Case presentation
A 40-year-old, gravida 4, para 2 woman was referred to our perinatal center at 34 weeks’ gestation because of suspected left congenital diaphragmatic hernia (CDH). No abnormal family history was recorded.
A female infant weighing 1,920 g was born via Caesarean section at 37 weeks and 2 days’ gestation. Immediately after delivery, she was intubated, and synchronous intermittent mandatory ventilation (SIMV) was started. Low-set ears and widely spaced eyes were shown at birth. Chest X-ray showed an elevated hemidiaphragm with the mediastinum shifted to the right side and gastric herniation into the thoracic cavity. An echocardiogram on the first day of life showed ventricular septal defect (VSD), coarctation of aorta (CoA), and a large patent ductus arteriosus (PDA) with bidirectional shunt and severe pulmonary hypertension. A genetic analysis was performed because there were multiple malformations, revealing trisomy 18.

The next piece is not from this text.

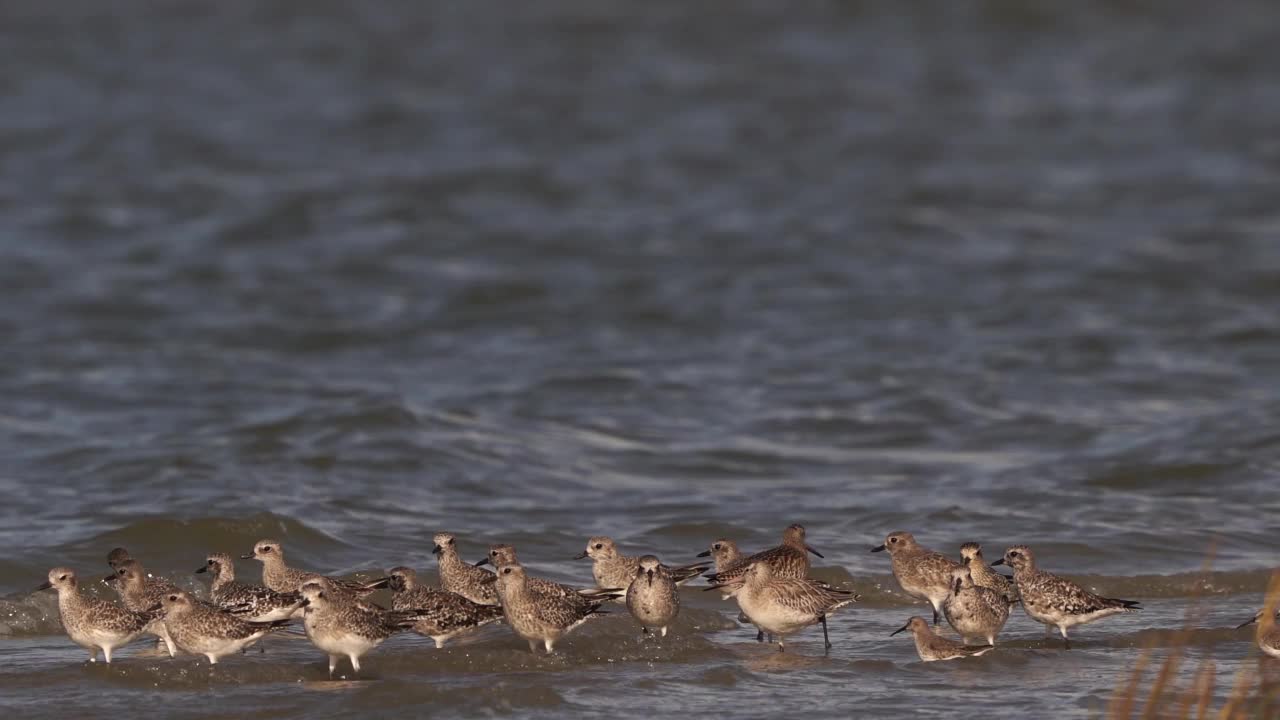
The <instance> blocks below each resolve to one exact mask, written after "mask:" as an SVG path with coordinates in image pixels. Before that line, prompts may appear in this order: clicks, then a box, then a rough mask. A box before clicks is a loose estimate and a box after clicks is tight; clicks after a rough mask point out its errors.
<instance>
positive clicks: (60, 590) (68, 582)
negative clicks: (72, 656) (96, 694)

The respiratory and circulatory dynamics gradually stabilized, and surgery was performed at three days of life. Laparotomy revealed left diaphragmatic hernia with a hernial sac containing the left lateral segment of the liver and stomach. The sac was removed, and patch closure was performed with a Gore-Tex sheet.

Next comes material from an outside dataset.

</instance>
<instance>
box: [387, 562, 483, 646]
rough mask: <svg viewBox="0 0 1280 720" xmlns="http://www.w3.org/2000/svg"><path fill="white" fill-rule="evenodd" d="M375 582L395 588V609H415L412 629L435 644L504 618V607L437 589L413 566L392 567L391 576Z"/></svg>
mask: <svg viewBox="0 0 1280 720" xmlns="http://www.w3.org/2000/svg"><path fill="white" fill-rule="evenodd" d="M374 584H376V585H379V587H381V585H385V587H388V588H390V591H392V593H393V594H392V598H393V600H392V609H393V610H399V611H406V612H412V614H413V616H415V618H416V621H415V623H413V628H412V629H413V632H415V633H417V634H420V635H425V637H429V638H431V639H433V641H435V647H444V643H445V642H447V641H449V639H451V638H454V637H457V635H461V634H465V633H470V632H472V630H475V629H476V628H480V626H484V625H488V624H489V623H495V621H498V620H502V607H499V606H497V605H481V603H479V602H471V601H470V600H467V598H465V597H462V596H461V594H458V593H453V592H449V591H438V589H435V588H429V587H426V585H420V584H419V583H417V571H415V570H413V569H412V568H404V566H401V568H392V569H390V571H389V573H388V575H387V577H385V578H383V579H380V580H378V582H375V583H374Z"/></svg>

Mechanical ventilation was also required after surgery. Chest X-ray showed that the left pleural effusion had increased gradually after initiating breast milk feeding (Figure 1a,b), so thoracentesis was performed at 15 days of life, and chylothorax was confirmed by the appearance and analysis of pleural effusion (Figure 1c, chylous effusion and elevated triglyceride 358 mg/dL). Furthermore, bilateral pleural effusion was shown on ultrasonography and chest X-ray, so bilateral thoracic drainage was performed. Conservative therapy with fasting and octreotide and corticosteroids was initiated, but the pleural effusion did not decrease. Octreotide infusion was initiated at 0.5 μg/kg/h and increased to a maximum dose of 10 μg/kg/h.

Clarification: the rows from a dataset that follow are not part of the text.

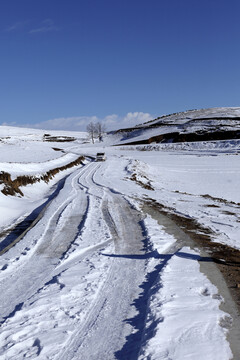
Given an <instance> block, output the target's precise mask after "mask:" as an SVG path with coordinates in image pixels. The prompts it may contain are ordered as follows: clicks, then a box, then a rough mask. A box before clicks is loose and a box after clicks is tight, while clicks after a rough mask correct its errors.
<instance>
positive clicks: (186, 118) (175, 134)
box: [115, 108, 240, 144]
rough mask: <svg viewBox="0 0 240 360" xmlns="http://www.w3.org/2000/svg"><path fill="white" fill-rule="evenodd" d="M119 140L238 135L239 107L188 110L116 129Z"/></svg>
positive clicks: (158, 139) (159, 117)
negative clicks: (128, 126) (141, 123)
mask: <svg viewBox="0 0 240 360" xmlns="http://www.w3.org/2000/svg"><path fill="white" fill-rule="evenodd" d="M115 135H118V136H119V135H120V141H119V142H120V143H121V144H147V143H148V144H150V143H160V142H161V143H175V142H192V141H208V140H226V139H239V138H240V108H213V109H203V110H189V111H185V112H180V113H175V114H171V115H164V116H161V117H158V118H157V119H154V120H151V121H148V122H147V123H143V124H141V125H137V126H135V127H133V128H128V129H120V130H118V131H116V132H115Z"/></svg>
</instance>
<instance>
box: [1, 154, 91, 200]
mask: <svg viewBox="0 0 240 360" xmlns="http://www.w3.org/2000/svg"><path fill="white" fill-rule="evenodd" d="M84 159H85V157H84V156H79V157H78V158H77V159H76V160H74V161H72V162H70V163H68V164H66V165H63V166H60V167H57V168H54V169H51V170H49V171H47V172H46V173H44V174H42V175H40V176H32V175H20V176H17V177H16V179H14V180H12V179H11V174H9V173H7V172H4V171H2V172H1V173H0V184H4V187H3V189H2V190H1V192H2V193H3V194H4V195H11V196H14V195H18V196H23V192H22V190H21V189H20V187H21V186H26V185H29V184H35V183H37V182H40V181H44V182H45V183H48V182H49V181H50V180H51V179H52V178H53V177H54V176H55V175H56V174H58V173H59V172H61V171H64V170H67V169H70V168H72V167H73V166H77V165H81V164H82V163H83V160H84Z"/></svg>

High pulmonary blood flow due to VSD became apparent, so bilateral pulmonary artery banding was performed at 25 days of life. The chylous effusion further increased after cardiovascular surgery (Figure 2). The chylothorax was resistant to conservative therapy for more than 3 weeks, so pleurodesis using OK-432 was planned at 38 days after obtaining informed consent. First, 1 KE OK-432 (at a concentration of 1 KE in 10 ml normal saline) was injected into the right pleural cavity. The chest drain was clamped after injection of OK-432 for as long as possible. The patient’s posture was changed from the supine position to the right lateral decubitus position two hours later and to the left lateral decubitus position a further two hours later. In the first pleurodesis, the chest drain was clamped for only four hours because the breathing status deteriorated as the pleural effusion increased. Chylous effusion was not decreased after initial pleurodesis. In the second pleurodesis session at 45 days of life, the same method was performed and led to the same result. The concentration was therefore changed from 0.1 KE/ml to 0.2 KE/ml, and 1 KE of OK-432 was injected into the same side at 52 days, with the chest drain clamped for 9 h. The same method was again used at 58 and 67 days, with the chest drain clamped for 14 and 20 h, respectively. The chylous effusion decreased gradually after the third pleurodesis procedure (Figure 2). The left and right chest drains were able to be removed at 72 and 74 days, respectively. There was no recurrence of chylothorax after removing the drainage tube. Mechanical ventilation was able to be withdrawn at 143 days. At present, only oxygenation with a 0.5-L nasal cannula is required at 1 year old, with no recurrence of chylothorax or left CDH having been noted (Figure 3).